Друзья повернули обратно к Боу-стрит.
– Он сидел в кутузке здесь, в Лондоне.
Девлин припомнил обнаруженный в теле жертвы кинжал эпохи Ренессанса. Можно было представить себе рассвирепевшего фермера, всаживающего в спину хозяина поместья серп. Но антикварный итальянский стилет? Вслух же спросил:
– А за что парень держал зло на Прескотта?
– Кажется, его отец из-за какой-то ерунды повздорил с сэром Нигелем. Тот отомстил, выдворив семью арендатора с фермы посреди разыгравшейся снежной бури. Они пытались добраться до Лондона и замерзли на полпути. Все: отец, мать, две младшие девочки. Сын остался в живых по единственной причине: какой-то дядюшка пристроил его в ученики к мяснику в Лондоне.
Себастьян резко остановился посреди площадной толчеи.
– В обучение к мяснику, говорите?
– Да, а что? – удивленно глянул на спутника сэр Генри.
– Вам известно, как звали парня?
– Слейд. Джек Слейд.
Должно быть, на лице Девлина что-то отразилось, поскольку магистрат поинтересовался:
– Вы его знаете?
– Еще как знаю, – кивнул виконт.
ГЛАВА 20
Обнаружив, что лавка на Монквелл-стрит заперта, Себастьян выследил Джека Слейда на огромном Смитфилдском скотном рынке [31], расположенном поблизости.
Были времена, когда на этих облюбованных смертью акрах земли слышался треск пылающих вязанок хвороста, глумливые вопли разъяренной толпы, крики умирающих мучеников – протестантские монархи сжигали папистов, а католики – еретиков. Теперь же открытый участок заполонили загоны с блеющими овцами, разделенные грязными проходами, в которых рядами стоял крупный рогатый скот, привязанный к изгородям.
Пробираясь по узкой дорожке, Девлин увидел упиравшегося ногой в нижнюю поперечину ограды мясника, а рядом с ним помощника гуртовщика. Они осматривали длиннорогую испанскую корову, привязанную прямо напротив разбросанных строений больницы Святого Варфоломея [32]. В воздухе стоял тяжелый дух навоза, мокрых шкур и немытых тел.

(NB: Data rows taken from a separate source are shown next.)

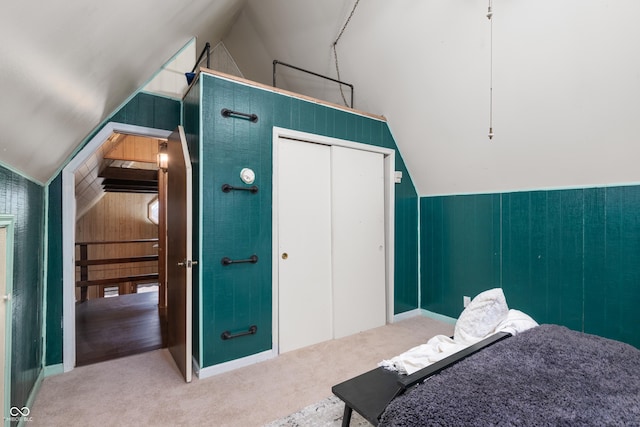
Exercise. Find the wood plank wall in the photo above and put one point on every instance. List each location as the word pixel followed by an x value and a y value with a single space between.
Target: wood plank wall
pixel 118 216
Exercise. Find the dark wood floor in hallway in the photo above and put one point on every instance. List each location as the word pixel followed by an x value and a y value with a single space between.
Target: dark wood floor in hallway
pixel 109 328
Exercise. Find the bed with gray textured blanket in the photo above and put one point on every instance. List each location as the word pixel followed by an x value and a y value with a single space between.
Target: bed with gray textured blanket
pixel 548 375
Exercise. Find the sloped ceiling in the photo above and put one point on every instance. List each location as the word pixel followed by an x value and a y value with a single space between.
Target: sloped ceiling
pixel 566 83
pixel 566 78
pixel 65 66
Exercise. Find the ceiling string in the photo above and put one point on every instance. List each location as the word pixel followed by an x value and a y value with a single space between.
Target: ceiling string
pixel 489 16
pixel 335 52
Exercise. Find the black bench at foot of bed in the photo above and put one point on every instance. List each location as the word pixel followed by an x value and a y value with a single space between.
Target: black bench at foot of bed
pixel 370 393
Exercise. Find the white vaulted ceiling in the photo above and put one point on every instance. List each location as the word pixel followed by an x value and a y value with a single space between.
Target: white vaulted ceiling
pixel 66 65
pixel 566 78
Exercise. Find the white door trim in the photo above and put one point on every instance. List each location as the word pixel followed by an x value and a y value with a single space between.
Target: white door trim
pixel 69 229
pixel 389 195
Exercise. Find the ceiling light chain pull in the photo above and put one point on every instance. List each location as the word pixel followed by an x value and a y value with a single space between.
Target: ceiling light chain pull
pixel 335 52
pixel 489 17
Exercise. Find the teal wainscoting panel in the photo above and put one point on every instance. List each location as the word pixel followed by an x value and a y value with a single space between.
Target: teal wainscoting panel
pixel 612 287
pixel 570 257
pixel 406 222
pixel 542 254
pixel 460 250
pixel 238 224
pixel 24 200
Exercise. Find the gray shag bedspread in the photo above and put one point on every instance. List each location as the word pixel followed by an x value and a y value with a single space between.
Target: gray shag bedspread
pixel 547 376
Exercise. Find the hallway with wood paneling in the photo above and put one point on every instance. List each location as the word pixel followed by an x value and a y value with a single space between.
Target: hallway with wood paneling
pixel 109 328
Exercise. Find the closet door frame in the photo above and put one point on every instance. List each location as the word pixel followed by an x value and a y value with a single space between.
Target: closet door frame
pixel 389 201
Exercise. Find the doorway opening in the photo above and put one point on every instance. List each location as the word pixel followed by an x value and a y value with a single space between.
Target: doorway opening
pixel 114 301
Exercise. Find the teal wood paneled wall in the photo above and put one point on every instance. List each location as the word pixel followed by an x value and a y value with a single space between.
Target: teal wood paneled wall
pixel 24 200
pixel 238 224
pixel 570 257
pixel 142 110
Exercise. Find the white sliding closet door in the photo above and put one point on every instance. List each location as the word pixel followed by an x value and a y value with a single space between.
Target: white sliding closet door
pixel 331 242
pixel 304 258
pixel 358 234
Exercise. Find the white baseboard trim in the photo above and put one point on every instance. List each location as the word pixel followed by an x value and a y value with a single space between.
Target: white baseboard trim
pixel 30 400
pixel 407 315
pixel 440 317
pixel 52 370
pixel 220 368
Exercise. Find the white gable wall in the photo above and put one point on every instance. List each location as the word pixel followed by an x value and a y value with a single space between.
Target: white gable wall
pixel 566 78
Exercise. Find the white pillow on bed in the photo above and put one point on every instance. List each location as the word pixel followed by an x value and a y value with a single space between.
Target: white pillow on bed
pixel 481 316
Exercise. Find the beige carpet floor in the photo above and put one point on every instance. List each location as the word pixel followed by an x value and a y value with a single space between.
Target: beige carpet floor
pixel 147 389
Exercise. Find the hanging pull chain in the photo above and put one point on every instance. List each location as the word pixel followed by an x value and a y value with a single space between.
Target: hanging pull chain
pixel 335 51
pixel 489 16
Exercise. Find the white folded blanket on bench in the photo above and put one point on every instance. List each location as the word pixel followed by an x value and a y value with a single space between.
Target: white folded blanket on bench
pixel 487 314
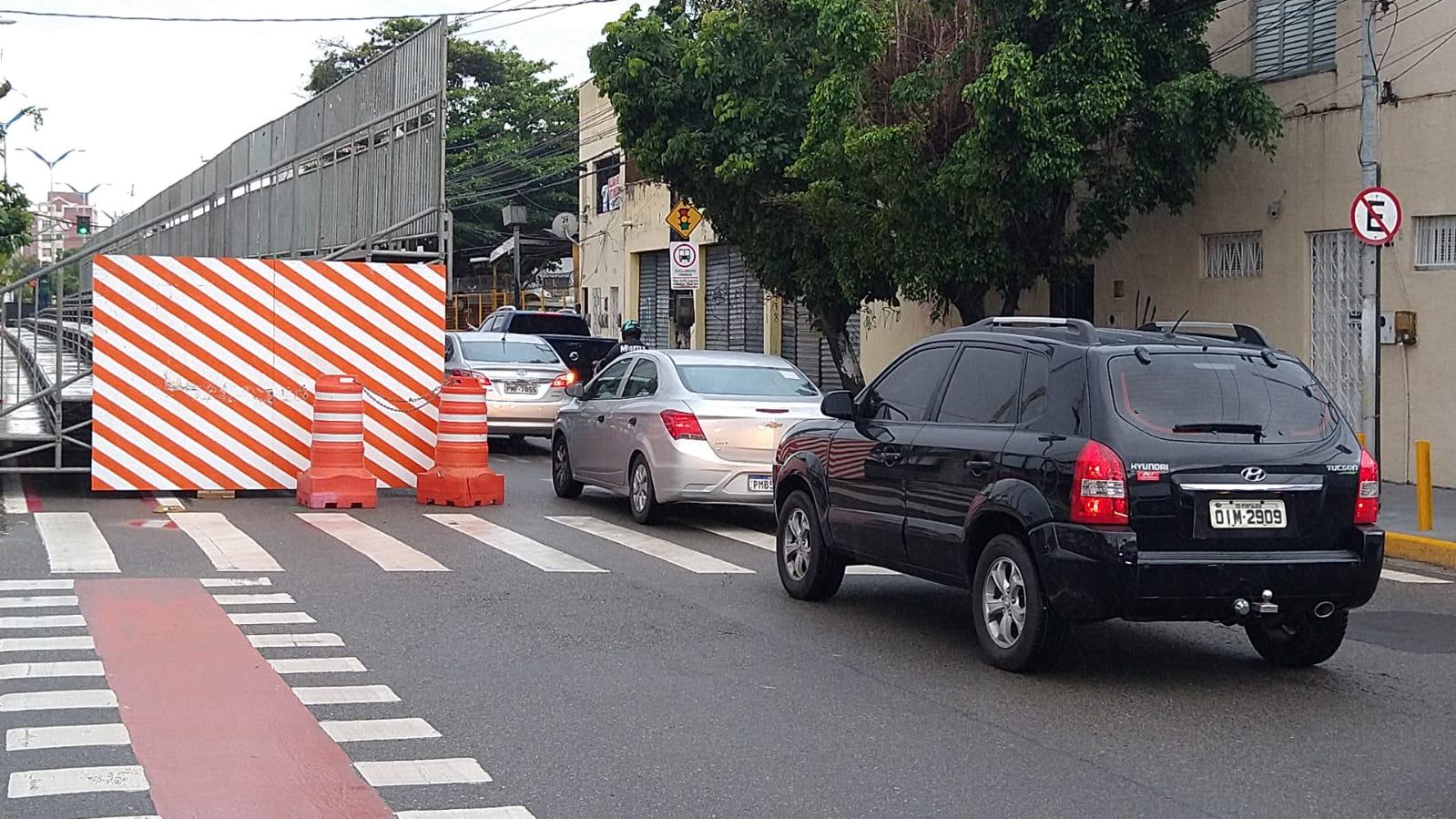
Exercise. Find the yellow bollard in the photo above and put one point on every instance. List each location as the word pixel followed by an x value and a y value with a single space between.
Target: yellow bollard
pixel 1423 486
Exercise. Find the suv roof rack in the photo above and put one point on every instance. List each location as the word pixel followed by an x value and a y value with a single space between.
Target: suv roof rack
pixel 1223 331
pixel 1082 328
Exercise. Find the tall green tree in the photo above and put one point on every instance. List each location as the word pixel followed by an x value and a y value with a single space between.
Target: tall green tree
pixel 510 128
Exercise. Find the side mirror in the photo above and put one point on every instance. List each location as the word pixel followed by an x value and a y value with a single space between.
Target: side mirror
pixel 839 404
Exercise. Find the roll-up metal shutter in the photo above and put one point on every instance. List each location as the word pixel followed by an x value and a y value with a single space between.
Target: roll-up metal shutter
pixel 654 301
pixel 734 303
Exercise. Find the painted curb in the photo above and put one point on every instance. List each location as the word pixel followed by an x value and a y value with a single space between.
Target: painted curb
pixel 1419 548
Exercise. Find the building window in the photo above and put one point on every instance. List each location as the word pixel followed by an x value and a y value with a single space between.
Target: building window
pixel 1436 241
pixel 1234 255
pixel 609 184
pixel 1293 36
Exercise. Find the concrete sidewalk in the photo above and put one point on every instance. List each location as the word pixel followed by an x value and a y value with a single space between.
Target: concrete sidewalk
pixel 1404 538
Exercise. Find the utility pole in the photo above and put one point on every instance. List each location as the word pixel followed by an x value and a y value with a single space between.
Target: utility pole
pixel 1369 255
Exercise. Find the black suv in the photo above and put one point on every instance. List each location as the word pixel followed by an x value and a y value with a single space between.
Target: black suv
pixel 1069 474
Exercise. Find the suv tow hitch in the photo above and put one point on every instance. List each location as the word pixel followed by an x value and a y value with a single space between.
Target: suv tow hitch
pixel 1264 607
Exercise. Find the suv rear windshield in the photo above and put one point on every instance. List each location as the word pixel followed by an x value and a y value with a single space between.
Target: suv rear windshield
pixel 1222 396
pixel 548 323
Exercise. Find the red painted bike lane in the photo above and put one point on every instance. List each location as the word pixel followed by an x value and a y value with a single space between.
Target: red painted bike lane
pixel 218 732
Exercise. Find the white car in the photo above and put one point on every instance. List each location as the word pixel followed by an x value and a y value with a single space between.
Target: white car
pixel 680 425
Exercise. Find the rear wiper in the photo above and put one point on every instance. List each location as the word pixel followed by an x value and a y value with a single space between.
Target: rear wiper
pixel 1257 430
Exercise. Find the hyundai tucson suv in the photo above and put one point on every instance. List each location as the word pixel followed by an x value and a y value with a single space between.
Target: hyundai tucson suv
pixel 1067 474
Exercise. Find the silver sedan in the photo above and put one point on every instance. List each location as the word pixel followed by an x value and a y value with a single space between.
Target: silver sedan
pixel 673 425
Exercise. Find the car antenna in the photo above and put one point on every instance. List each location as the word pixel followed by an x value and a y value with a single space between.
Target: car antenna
pixel 1172 330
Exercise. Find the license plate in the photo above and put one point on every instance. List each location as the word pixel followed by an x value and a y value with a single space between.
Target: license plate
pixel 1247 513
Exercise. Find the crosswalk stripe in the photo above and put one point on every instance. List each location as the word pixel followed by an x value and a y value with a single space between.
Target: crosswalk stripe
pixel 66 736
pixel 271 619
pixel 73 544
pixel 333 694
pixel 294 640
pixel 38 602
pixel 316 665
pixel 252 599
pixel 36 585
pixel 517 546
pixel 508 812
pixel 46 644
pixel 423 773
pixel 768 542
pixel 370 731
pixel 384 549
pixel 72 668
pixel 226 546
pixel 1409 578
pixel 54 782
pixel 44 621
pixel 649 546
pixel 58 700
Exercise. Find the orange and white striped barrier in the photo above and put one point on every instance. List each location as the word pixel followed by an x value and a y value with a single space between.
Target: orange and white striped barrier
pixel 337 474
pixel 462 473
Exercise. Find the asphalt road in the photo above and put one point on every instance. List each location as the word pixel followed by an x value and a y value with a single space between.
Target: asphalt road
pixel 648 690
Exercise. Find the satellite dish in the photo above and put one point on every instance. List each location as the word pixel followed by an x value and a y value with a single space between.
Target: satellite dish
pixel 565 225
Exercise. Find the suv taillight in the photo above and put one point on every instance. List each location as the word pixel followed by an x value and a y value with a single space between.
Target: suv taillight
pixel 682 425
pixel 1098 487
pixel 1368 503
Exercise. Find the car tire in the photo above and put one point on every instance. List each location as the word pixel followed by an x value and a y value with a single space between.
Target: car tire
pixel 809 568
pixel 1299 641
pixel 1013 626
pixel 642 493
pixel 563 480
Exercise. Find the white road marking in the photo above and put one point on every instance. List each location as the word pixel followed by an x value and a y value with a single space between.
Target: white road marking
pixel 389 553
pixel 423 773
pixel 335 694
pixel 649 546
pixel 270 619
pixel 70 668
pixel 101 779
pixel 508 812
pixel 1409 578
pixel 230 582
pixel 73 542
pixel 46 644
pixel 38 602
pixel 318 665
pixel 252 599
pixel 768 542
pixel 44 621
pixel 369 731
pixel 66 736
pixel 36 585
pixel 15 502
pixel 520 547
pixel 294 640
pixel 226 546
pixel 57 700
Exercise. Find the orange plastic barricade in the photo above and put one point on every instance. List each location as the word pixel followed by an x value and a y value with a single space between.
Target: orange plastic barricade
pixel 462 473
pixel 337 474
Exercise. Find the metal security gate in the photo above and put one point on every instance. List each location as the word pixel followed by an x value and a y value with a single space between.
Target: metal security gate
pixel 654 301
pixel 807 349
pixel 734 303
pixel 1334 261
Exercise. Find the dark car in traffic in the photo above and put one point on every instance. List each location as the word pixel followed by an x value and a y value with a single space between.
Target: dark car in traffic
pixel 1069 474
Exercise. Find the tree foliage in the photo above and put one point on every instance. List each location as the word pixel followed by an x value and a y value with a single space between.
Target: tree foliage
pixel 510 128
pixel 936 148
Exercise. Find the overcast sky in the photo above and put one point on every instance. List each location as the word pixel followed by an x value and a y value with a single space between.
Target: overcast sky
pixel 148 101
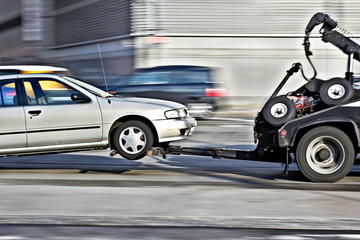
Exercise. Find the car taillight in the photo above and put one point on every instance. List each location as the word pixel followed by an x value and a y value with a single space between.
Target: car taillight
pixel 215 92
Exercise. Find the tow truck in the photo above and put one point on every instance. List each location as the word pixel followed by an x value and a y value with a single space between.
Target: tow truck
pixel 316 125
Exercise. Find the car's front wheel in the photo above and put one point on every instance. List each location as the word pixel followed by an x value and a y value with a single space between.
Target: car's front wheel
pixel 132 139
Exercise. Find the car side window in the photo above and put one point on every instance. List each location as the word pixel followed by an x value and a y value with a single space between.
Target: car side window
pixel 8 93
pixel 147 78
pixel 48 91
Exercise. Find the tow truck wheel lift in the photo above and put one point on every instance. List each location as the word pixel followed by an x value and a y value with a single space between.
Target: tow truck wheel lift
pixel 318 123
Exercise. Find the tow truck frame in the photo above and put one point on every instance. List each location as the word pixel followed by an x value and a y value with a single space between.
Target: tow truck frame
pixel 318 125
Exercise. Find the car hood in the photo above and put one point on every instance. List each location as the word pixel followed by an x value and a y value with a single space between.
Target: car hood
pixel 149 101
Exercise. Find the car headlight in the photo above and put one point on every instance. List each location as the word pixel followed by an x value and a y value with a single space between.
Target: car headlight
pixel 177 113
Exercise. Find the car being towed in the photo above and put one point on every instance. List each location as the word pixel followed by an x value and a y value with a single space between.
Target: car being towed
pixel 43 113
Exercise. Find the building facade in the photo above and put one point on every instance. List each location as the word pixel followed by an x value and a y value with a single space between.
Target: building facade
pixel 249 43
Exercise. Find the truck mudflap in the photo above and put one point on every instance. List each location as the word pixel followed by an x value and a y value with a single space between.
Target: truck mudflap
pixel 279 155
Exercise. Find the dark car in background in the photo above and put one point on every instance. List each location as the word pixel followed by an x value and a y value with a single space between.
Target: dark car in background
pixel 190 85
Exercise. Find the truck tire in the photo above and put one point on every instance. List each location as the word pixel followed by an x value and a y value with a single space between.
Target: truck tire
pixel 336 91
pixel 132 139
pixel 278 110
pixel 325 154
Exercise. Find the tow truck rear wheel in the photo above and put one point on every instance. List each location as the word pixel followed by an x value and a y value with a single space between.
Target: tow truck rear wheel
pixel 279 110
pixel 325 154
pixel 336 91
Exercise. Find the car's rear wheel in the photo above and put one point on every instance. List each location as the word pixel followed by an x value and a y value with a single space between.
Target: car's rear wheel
pixel 325 154
pixel 133 139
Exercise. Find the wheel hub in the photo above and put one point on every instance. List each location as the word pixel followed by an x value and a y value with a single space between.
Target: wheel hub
pixel 325 155
pixel 278 110
pixel 132 140
pixel 336 91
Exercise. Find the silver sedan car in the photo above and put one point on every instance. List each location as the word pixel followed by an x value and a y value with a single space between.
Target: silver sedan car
pixel 42 113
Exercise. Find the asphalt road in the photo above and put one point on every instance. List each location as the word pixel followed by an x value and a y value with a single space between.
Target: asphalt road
pixel 177 193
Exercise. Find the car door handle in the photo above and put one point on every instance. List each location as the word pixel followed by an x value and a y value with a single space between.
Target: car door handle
pixel 34 112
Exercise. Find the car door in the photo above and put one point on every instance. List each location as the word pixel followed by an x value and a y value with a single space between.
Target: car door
pixel 53 118
pixel 12 119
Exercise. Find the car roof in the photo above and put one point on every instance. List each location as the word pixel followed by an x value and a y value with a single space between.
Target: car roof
pixel 24 69
pixel 173 67
pixel 27 75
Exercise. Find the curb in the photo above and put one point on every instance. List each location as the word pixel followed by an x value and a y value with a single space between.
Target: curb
pixel 206 222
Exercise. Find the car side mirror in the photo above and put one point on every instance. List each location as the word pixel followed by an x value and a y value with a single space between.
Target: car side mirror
pixel 80 98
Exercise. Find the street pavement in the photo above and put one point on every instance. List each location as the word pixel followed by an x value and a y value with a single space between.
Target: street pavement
pixel 90 188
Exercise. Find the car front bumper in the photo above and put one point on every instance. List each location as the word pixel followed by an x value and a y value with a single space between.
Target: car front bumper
pixel 169 130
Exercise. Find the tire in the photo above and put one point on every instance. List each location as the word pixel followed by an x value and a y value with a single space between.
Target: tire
pixel 325 154
pixel 278 111
pixel 336 91
pixel 133 139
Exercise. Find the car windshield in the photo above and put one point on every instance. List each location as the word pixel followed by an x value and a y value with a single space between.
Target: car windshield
pixel 94 90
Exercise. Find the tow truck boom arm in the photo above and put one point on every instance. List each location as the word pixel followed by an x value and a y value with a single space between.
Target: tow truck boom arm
pixel 329 34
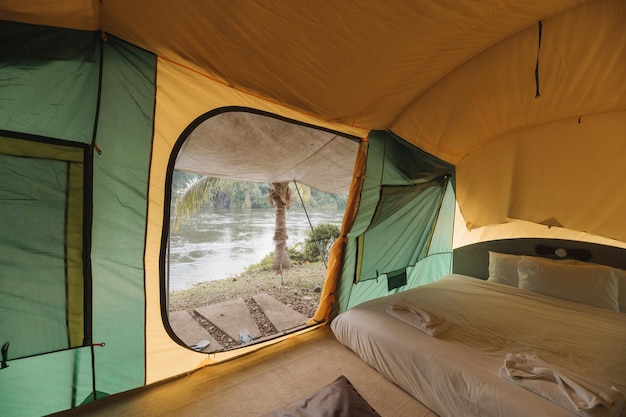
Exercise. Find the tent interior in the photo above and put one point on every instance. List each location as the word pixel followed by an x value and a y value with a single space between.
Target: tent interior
pixel 446 123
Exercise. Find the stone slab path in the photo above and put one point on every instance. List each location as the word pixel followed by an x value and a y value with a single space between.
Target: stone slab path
pixel 191 332
pixel 282 317
pixel 234 318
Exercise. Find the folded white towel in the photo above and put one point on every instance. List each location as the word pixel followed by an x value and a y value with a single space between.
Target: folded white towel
pixel 420 319
pixel 573 392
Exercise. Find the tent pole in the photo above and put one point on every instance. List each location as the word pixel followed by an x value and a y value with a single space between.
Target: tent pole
pixel 317 242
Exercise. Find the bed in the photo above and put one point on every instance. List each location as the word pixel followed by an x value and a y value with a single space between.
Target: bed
pixel 460 372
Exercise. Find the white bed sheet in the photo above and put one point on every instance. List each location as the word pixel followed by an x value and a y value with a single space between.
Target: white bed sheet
pixel 456 373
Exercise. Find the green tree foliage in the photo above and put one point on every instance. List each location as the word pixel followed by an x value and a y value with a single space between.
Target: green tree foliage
pixel 319 240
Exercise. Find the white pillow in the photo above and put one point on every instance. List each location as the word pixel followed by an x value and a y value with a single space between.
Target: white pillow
pixel 590 284
pixel 503 268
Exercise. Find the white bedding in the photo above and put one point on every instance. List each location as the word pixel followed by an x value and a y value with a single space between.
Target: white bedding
pixel 457 372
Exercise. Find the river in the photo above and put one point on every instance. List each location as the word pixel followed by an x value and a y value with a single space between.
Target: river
pixel 217 244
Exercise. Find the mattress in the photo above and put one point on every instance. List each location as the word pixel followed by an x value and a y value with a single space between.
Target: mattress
pixel 457 372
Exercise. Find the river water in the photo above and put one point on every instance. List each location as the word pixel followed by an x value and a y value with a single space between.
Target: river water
pixel 217 244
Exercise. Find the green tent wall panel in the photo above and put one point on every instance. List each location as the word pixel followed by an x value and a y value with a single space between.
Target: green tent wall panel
pixel 394 164
pixel 67 87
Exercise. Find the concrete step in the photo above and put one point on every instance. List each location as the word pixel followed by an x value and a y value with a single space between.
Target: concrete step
pixel 191 332
pixel 282 317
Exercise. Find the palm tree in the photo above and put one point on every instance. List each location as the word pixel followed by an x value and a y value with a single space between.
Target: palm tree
pixel 280 198
pixel 199 191
pixel 193 196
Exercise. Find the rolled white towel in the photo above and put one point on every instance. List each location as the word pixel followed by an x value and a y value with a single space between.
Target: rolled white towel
pixel 567 389
pixel 417 317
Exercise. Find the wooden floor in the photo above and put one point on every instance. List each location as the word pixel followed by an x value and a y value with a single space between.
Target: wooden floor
pixel 260 382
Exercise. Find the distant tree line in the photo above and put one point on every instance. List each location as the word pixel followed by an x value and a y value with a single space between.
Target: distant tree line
pixel 225 194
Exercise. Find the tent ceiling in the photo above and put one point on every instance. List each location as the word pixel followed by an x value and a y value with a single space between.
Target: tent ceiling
pixel 257 148
pixel 454 77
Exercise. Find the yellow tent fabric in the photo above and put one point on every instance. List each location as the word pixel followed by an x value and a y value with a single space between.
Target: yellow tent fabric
pixel 456 79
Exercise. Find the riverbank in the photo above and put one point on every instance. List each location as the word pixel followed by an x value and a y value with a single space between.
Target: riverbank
pixel 299 287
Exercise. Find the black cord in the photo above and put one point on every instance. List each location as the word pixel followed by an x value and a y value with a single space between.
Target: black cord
pixel 537 94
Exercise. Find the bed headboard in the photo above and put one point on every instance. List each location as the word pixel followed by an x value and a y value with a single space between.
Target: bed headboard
pixel 473 260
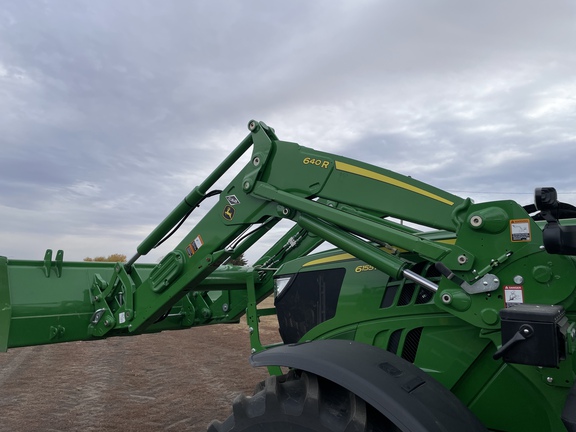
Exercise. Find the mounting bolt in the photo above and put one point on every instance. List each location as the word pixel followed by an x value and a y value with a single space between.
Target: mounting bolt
pixel 252 125
pixel 476 221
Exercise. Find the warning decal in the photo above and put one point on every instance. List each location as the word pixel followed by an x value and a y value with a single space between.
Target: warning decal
pixel 520 230
pixel 513 294
pixel 193 247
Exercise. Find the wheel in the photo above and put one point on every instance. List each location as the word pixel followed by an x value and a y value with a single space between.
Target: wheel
pixel 302 402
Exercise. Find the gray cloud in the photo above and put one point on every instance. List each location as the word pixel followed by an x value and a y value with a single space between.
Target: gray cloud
pixel 111 112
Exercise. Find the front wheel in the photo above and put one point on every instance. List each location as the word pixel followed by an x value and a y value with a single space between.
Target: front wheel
pixel 302 402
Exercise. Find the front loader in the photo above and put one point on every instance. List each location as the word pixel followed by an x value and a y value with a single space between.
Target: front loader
pixel 429 313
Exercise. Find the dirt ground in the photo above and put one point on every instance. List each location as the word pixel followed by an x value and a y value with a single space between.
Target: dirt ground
pixel 171 381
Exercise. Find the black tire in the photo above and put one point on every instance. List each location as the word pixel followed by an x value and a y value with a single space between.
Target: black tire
pixel 302 402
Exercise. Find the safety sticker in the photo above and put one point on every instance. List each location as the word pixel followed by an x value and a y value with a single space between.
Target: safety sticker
pixel 513 294
pixel 232 200
pixel 193 247
pixel 228 213
pixel 520 230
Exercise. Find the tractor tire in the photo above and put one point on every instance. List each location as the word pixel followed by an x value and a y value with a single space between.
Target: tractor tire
pixel 302 402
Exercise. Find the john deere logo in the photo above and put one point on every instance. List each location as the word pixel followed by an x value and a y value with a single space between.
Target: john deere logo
pixel 228 213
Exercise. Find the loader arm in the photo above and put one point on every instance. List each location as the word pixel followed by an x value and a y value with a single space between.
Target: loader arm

По кивку Себастьяна помощник гуртовщика отошел, отвесив челюсть от изумления. На этот раз виконт не старался скрывать, кто он такой.
– Вы не говорили мне, что росли в Прескотт-Грейндж, – начал он.
Нога Слейда соскользнула с перекладины. Мясник неторопливо выпрямился, сузившимися глазами оглядывая сюртук из тонкого сукна, ладно скроенные замшевые бриджи и блестящие высокие сапоги, но бросил только:
– А вы не спрашивали.
Девлин оперся локтем о верхнюю поперечину, окидывая взглядом мечущихся в загоне овец.
– По-прежнему утверждаете, что в понедельник вечером отправились к епископу, чтобы доставить свиные отбивные?
Слейд пожевал кусок табака, оттопырив нижнюю губу.
– А зачем мне было еще к нему ходить?
– Говорят, тридцать лет тому вы угрожали убить его брата.
– Это была не угроза, – мясник сквозь сложенные трубочкой губы выплюнул на мостовую желтовато-коричневую струю табачной жвачки. – Это было обещание. И я б свое слово сдержал, если б меня не опередили.